De Chico Calu, Geraldo era criança demais para se lembrar direito, mas a visita à casa da tia está entre suas lembranças mais nítidas. Por volta das três horas da manhã, o menino e a mãe iniciavam a caminhada pelo mato em direção a Contagem, onde passava o trem. Só chegavam a Belo Horizonte lá pelas quatro da tarde, já sem se aguentarem de fome. Hoje, a viagem de ônibus do Retiro ao Centro da capital, nos horários de pico, chega a durar 3 horas e só pode ser feita até as 23h, o que levou o capitão-mestre, Nelson Pereira da Silva, bisneto de Chico Calu, a passar aperto quando o corpo adoeceu depois do horário permitido. “Se ficar neste mato, vou morrer”, e decidiu retornar do Retiro para BH em 2010, mas esse caso ainda não está no tempo de Francisco.

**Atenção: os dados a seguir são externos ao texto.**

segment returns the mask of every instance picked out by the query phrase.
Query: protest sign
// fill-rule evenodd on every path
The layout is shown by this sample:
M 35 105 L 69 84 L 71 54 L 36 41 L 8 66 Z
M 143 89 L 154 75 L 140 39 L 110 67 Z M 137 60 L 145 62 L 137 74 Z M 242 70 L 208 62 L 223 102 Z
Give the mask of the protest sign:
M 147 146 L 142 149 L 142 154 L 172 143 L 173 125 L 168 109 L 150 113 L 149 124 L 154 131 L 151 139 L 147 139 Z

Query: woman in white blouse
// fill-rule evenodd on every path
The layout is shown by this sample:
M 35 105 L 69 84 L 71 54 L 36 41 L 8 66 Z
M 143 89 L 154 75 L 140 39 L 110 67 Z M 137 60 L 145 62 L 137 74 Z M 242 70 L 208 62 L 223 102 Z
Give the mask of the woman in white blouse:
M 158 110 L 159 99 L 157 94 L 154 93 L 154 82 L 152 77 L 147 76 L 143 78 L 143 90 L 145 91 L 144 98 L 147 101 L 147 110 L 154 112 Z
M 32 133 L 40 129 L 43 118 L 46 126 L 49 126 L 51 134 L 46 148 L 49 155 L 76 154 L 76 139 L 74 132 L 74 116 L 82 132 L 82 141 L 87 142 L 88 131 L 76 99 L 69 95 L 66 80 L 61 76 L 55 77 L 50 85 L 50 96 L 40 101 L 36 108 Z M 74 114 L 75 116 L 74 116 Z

Provavelmente filho de escravizados, nascido bem depois da Lei do Ventre Livre e um pouco antes ou logo após a Lei Áurea, de Chico Calu ficou o mistério. “Ele pegava uma espada e falava com você assim: o que você quer que saia da ponta dessa espada? O que você escolhesse saía. O que você escolhesse saía. Se você falasse: eu quero que saia sangue dessa espada, saía sangue. Eu quero que saia água, saía água. Ele era mestre. Como ele, hoje a gente não vê em lugar nenhum. Esse era o meu bisavô, Franscisco Carolino, Chico Calu, e daí veio a origem”, explica Capitão Nelson. Francisco recorria à magia, sobretudo, para enfrentar outros capitães que, sabendo de sua fama, o desafiavam [!]. Para Capitão Nelson, a força de Chico Calu vinha da descendência direta de africanos, dizem que até mesmo de Chico Rei. “Mas como ter certeza?”, indaga sem resposta o capitão-mor Nilson Pereira da Silva, outro bisneto do fundador.
Se da história de Francisco sabe-se pouco, da dona dele, os compadres Noé Macariu Muniz, 72 anos, e David Tolentino Muniz, 75, recordam-se com lágrimas nos olhos. Maria, benzedeira e parteira, era quem olhava as mulheres do Retiro em uma época em que não tinha outra forma de se ganhar filho a não ser por mãos que conduziam os saberes populares. Fumava cachimbo, não falava palavrão e tinha um cruzeiro no quintal de casa. “Nós éramo menino de escola, então a turma, quando dava esse solão assim, ia molhar a cruz lá em Chico Calu”, emociona-se Noé. “Maria Júlia”, Dona Noêmia, de 87 anos, faz força para a voz sair e revelar o nome completo da sogra.
Não se sabe quantos filhos Francisco e Maria tiveram, mas, para essa história que segue, ficam três nomes: Maria Raimunda Roque, a Tavêra, Antenor Carolino Moreira e Luiz Miguel Moreira, o Luiz Carolino.